In fact, soon after Modi took office as the Prime Minister, Rajan waded into the issue of crony capitalism, saying that it “created oligarchies” that hindered growth. “One of the greatest dangers to the growth of developing countries is the middle-income trap, where crony capitalism creates oligarchies that slow down growth. If the debate during the elections is any pointer, this is a very real concern of the public in India today,” he said in August 2014.
Moreover, when the Modi government went to town tom-tomming the fact that India was one of the fastest growing large economies, Rajan did not seem to make much of that. “India is the fastest-growing large economy in the world.
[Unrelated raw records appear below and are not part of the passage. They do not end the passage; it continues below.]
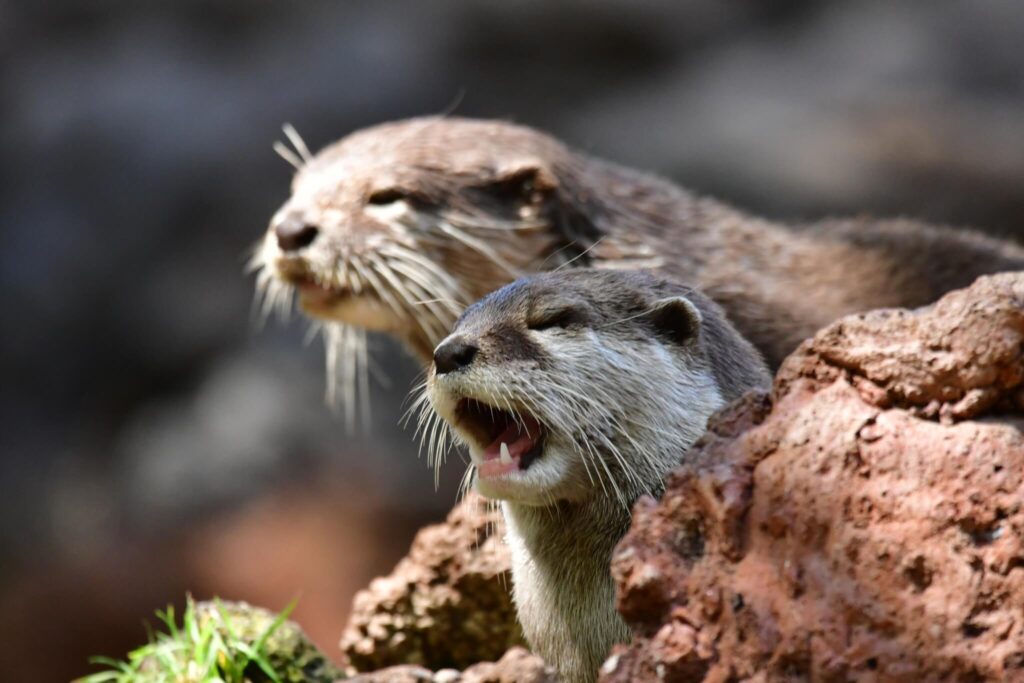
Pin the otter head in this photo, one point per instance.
(399, 226)
(580, 383)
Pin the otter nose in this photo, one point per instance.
(454, 354)
(294, 233)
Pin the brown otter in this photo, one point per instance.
(576, 392)
(399, 226)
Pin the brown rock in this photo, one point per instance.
(446, 604)
(864, 523)
(517, 666)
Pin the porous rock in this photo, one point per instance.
(445, 605)
(864, 522)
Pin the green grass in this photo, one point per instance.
(219, 642)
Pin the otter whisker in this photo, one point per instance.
(445, 283)
(581, 254)
(297, 141)
(441, 322)
(288, 155)
(479, 248)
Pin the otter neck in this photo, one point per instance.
(562, 583)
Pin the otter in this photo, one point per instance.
(576, 393)
(399, 226)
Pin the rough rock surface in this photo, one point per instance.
(446, 604)
(863, 522)
(517, 666)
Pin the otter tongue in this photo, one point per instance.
(516, 439)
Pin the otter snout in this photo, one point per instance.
(454, 353)
(294, 232)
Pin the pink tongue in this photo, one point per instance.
(519, 440)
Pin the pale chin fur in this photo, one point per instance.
(363, 311)
(547, 479)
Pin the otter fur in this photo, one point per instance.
(399, 226)
(576, 393)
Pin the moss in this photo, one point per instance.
(221, 642)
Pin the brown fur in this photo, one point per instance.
(621, 371)
(536, 205)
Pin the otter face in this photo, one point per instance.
(574, 384)
(397, 227)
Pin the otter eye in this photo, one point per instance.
(521, 186)
(562, 319)
(383, 197)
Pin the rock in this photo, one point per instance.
(863, 522)
(517, 666)
(445, 605)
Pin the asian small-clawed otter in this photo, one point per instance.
(577, 392)
(399, 226)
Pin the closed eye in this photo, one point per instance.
(567, 317)
(383, 197)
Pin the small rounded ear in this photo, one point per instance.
(523, 180)
(677, 318)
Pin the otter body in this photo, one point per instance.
(577, 392)
(399, 226)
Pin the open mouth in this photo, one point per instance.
(510, 442)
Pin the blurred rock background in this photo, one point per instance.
(155, 441)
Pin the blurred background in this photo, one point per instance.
(156, 441)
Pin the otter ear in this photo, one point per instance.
(525, 180)
(677, 318)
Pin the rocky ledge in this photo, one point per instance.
(865, 521)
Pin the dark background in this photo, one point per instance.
(154, 441)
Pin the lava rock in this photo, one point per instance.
(865, 521)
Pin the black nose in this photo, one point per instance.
(453, 354)
(294, 233)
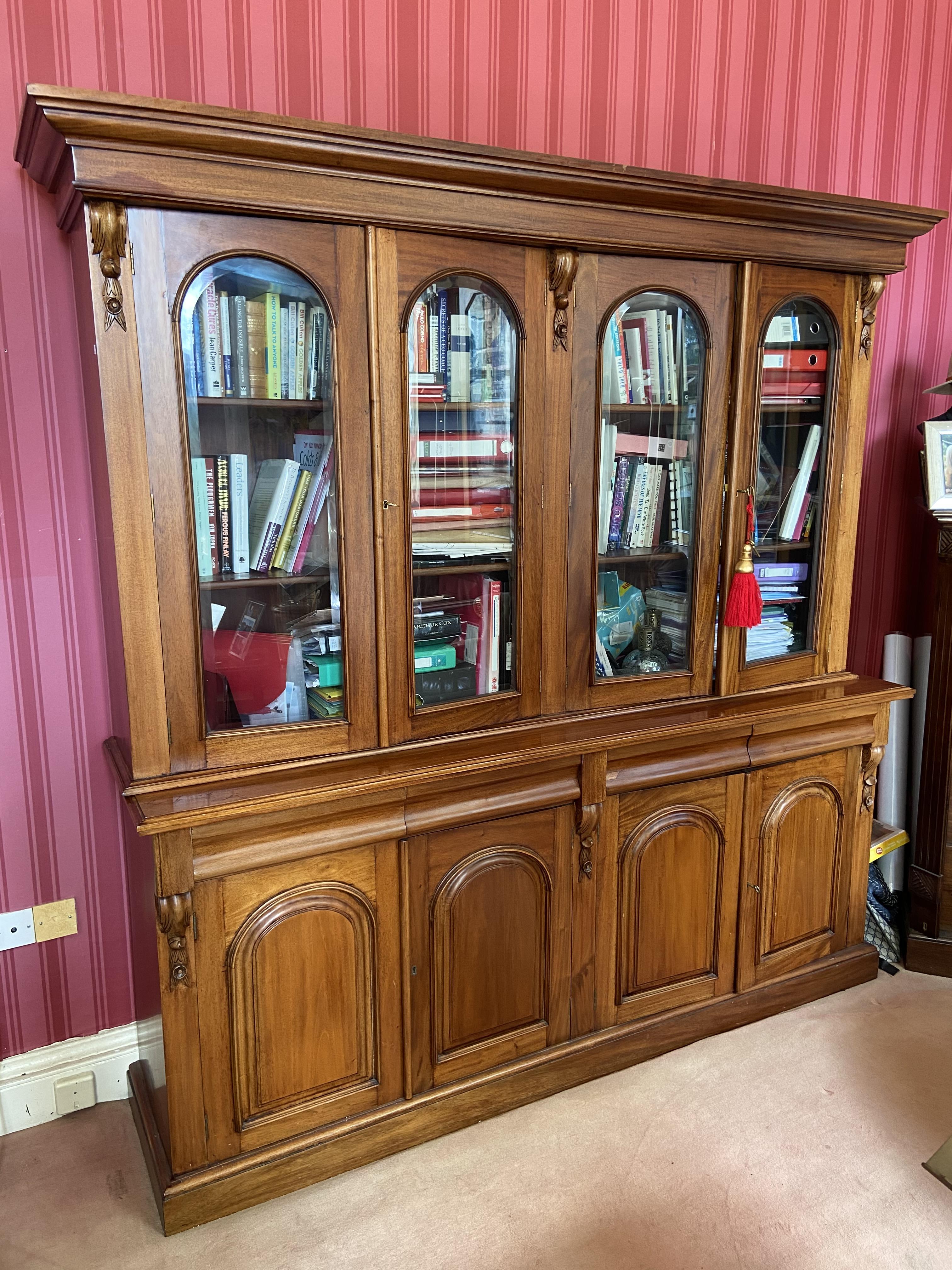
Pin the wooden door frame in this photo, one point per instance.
(602, 284)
But as a central banker, I cannot get euphoric with India’s economic growth rate as it is at the cusp of a substantial pick-up in growth. I see scope to grow faster, given the capacity utilisation and agricultural output,” Rajan said, causing more than a flutter and a sense of unease in North Block, which houses the finance ministry.
This friction, perceived or real, eventually led to several allegations, prompting him not to seek a second term.
And he did not stop at that, and came down scathingly on loan defaulters around the time businessman Vijay Mallya left the country, allegedly to evade law enforcement agencies who were on his trail after his companies, including Kingfisher Airlines, defaulted on loans worth thousands of crores.
Even as he leaves office, Rajan remains his outspoken self. In a television interview last week, he said that he had wanted to stay on at the RBI for a while longer to complete his “unfinished task,” but could not because he wasn’t able to reach the “right kind of agreement” with the government.
Did his outspokenness cost Rajan a second term? The jury is still out on that.